Con questo provvedimento che, come osserva monsignor Marcello Bartolucci, segretario della Congregazione delle cause dei santi, è frutto di un lungo tempo di riflessione, di esperienza del dicastero e di osservazione dell’attuale vissuto cristiano, «la dottrina sulla santità canonizzabile e la procedura tradizionale non soltanto non sono state alterate, ma si sono arricchite di nuovi orizzonti e opportunità per l’edificazione del popolo di Dio, che cerca nei suoi santi l’esemplare attuazione del Vangelo». Testimonianze così ci sono, e sono degne, per il bene che alimentano di fede e di speranza, di essere prese in considerazione e proposte come modelli oggi. Se per le sei suore Poverelle che nel 1995 morirono in Congo a causa dell’epidemia di ebola, capitolando una dietro l’altra nel giro di un mese, non fosse già stato inoltrato il processo sulle virtù forse oggi sarebbe stata adottata questa procedura ad hoc. Perché nel loro caso si è trattato proprio di consapevole dono totale di sé per i fratelli, nella libera accettazione propter caritatem di una morte certa e a breve termine.

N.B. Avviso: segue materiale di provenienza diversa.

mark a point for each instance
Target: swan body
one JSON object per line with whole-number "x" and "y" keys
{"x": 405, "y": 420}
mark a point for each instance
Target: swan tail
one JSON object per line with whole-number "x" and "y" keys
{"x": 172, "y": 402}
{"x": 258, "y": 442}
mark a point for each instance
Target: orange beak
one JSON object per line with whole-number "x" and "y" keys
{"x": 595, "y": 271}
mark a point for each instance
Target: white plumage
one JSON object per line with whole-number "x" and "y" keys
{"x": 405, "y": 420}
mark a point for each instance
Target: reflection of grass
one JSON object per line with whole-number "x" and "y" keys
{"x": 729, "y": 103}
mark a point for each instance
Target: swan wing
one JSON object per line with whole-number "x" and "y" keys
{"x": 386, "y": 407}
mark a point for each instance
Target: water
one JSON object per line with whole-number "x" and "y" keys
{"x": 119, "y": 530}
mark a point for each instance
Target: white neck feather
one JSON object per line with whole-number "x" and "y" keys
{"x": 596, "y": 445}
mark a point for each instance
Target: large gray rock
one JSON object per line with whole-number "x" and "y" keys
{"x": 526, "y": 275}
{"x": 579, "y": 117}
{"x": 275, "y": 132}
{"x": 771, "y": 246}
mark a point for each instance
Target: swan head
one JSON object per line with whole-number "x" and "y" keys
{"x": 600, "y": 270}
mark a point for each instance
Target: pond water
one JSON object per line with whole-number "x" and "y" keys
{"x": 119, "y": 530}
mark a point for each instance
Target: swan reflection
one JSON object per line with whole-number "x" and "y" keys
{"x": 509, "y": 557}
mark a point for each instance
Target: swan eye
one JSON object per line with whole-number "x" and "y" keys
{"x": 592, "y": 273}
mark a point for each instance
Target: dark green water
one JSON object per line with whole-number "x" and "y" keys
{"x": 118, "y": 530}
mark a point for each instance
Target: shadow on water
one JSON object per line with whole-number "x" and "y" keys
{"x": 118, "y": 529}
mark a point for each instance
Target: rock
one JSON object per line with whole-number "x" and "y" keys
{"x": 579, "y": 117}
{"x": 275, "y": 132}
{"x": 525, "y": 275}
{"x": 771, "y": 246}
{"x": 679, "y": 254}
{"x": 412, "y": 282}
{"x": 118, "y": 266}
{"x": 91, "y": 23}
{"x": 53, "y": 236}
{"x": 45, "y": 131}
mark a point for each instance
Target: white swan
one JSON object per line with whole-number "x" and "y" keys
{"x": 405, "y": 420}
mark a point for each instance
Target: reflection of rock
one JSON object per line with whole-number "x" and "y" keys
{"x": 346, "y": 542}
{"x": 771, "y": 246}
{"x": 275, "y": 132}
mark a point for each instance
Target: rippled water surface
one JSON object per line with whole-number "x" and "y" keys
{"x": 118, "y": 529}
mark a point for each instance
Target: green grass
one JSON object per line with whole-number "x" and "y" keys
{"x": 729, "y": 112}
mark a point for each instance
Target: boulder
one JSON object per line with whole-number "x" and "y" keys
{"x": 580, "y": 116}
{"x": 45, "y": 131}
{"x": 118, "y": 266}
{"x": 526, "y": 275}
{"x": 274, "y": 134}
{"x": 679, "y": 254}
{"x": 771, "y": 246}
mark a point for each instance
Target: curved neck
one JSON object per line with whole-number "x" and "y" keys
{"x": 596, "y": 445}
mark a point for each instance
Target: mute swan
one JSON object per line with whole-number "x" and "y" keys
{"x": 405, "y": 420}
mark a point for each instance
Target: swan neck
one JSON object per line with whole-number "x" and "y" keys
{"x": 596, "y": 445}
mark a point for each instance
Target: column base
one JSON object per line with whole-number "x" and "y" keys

Una scelta determinata a vivere tra i più poveri. Una storia di amore e di morte, di sofferenza e di fede, nella vicenda buia di un virus misterioso e terribile che scatena ciclicamente epidemie mortali in Africa. Sei donne bergamasche e bresciane che, nonostante l’infuriare dell’epidemia, si rifiutarono di tornare in Italia e rimasero a curare i malati. Avrebbero potuto riparare finché fosse passato il rischio di contagio e invece, consapevoli di mettere a repentaglio la loro vita, continuarono a stare accanto ai sofferenti. Senza aver mai pensato di abbandonare la trincea della carità. Fino all’ultimo respiro.